While on the subject of SSA and looking for something out of the ordinary, Crisp Waffle (SSA) is another surprising one. Dark undertones, crisp as a waffle ice cream cone.
Here’s some Reddit notes: 1.25% - Emphasis on the crisp. This is not a waffle, this is a crunchy waffle cone. Crunchy, dry, and sweet, with that kind of toasted meringue and light vanilla cone that is exactly right for a waffle one. There’s also a little butter, which is not normal for a waffle cone, but it’s only a little. It’s also imperfect because it has a griddle note that’s a tad earthy, like a slightly dirty waffle cone. Soluble Arome Waffle is extremely similar, but it does not have that butter note. It makes that one less tasty and this one less accurate to waffle cone, so pick your poison. The butter seems like it could get covered up in a mix with ice cream and just add to the ice cream richness, so I wouldn’t worry about that. The dirty grill thing might be trickier, but it’s not very strong and will probably be fine as well.

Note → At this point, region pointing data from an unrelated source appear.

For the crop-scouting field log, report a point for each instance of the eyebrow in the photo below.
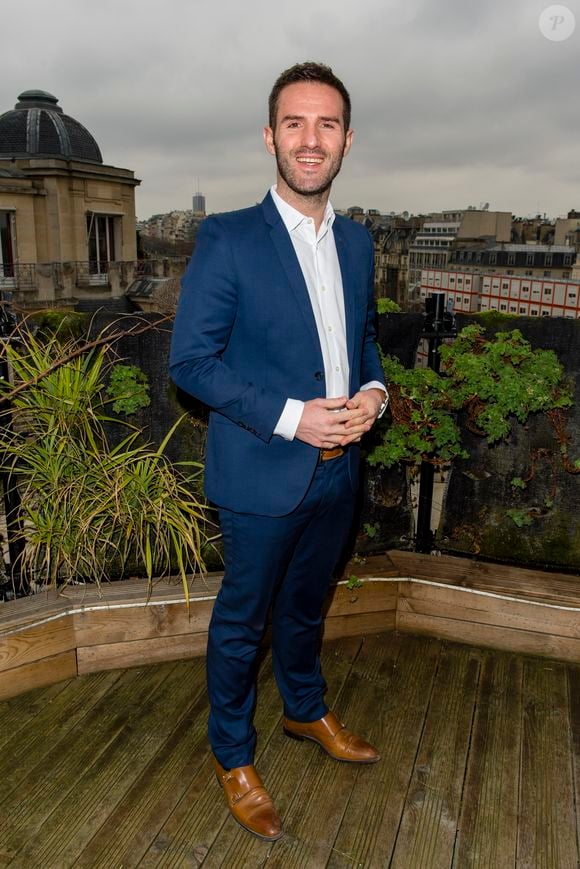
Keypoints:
(334, 120)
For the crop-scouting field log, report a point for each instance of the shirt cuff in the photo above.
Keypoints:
(376, 384)
(289, 419)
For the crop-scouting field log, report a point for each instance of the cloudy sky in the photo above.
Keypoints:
(455, 102)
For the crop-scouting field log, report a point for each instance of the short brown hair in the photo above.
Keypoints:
(309, 71)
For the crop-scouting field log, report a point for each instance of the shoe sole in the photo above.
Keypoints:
(300, 738)
(248, 829)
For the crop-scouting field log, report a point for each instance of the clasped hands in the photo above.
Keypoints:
(337, 422)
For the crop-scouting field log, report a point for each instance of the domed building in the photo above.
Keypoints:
(67, 220)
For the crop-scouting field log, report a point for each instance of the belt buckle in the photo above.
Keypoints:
(328, 455)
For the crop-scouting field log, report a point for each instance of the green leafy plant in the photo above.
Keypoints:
(128, 389)
(495, 381)
(387, 306)
(519, 517)
(91, 510)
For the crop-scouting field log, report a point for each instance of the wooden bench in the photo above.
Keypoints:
(53, 636)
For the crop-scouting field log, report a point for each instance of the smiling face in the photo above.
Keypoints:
(309, 141)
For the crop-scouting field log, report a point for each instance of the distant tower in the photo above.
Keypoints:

Oh u4e is my fat finger problem. The list is so small that i always end up clicking the wrong flavir by accident. Happens to me like everytime. Its lb vienna cream
I thought of caramel biscuit but the slight coffee note doesnt work. I have thought of a waffle. I just gotta get around some mixing some sfts to try them.that may work though.
Just an fyi. I just read an article addressing Grave’s Disease and metallic taste in the mouth. Maybe that’s what I was experiencing with the FLV tobacco mix the other day. It also said that tobacco among other flavors triggers metallic mouth. So now what? Make lemonade vapes because “when life hands you lemons, make lemonade”?
It certainly does exist, Google it. It’s the bomb, you’ll love it.
And stop saying you don’t have the experience and expertise. You have all that as a chef and that gives you a lot of insight to mixing flavors. Sure, you might not be familiar with all the flavor offerings but you don’t need all of them to make a great recipe. They all boil down to basic affects of food…fruity, bakery as in cakey, bready, biscuity, etc., beverage, creams and so on. You know them well.
Question: if you were going to add a bakery for the purpose of enhancing the properties of a vanilla flavor, what would you add? I hope I put that sentence together to make sense. In other words, vanilla alone sometimes just doesn’t cut it, like caramel needs butterscotch, etc. I ask because an old favorite commercial juice of mine called Vazilla has this distant cakey note in the background.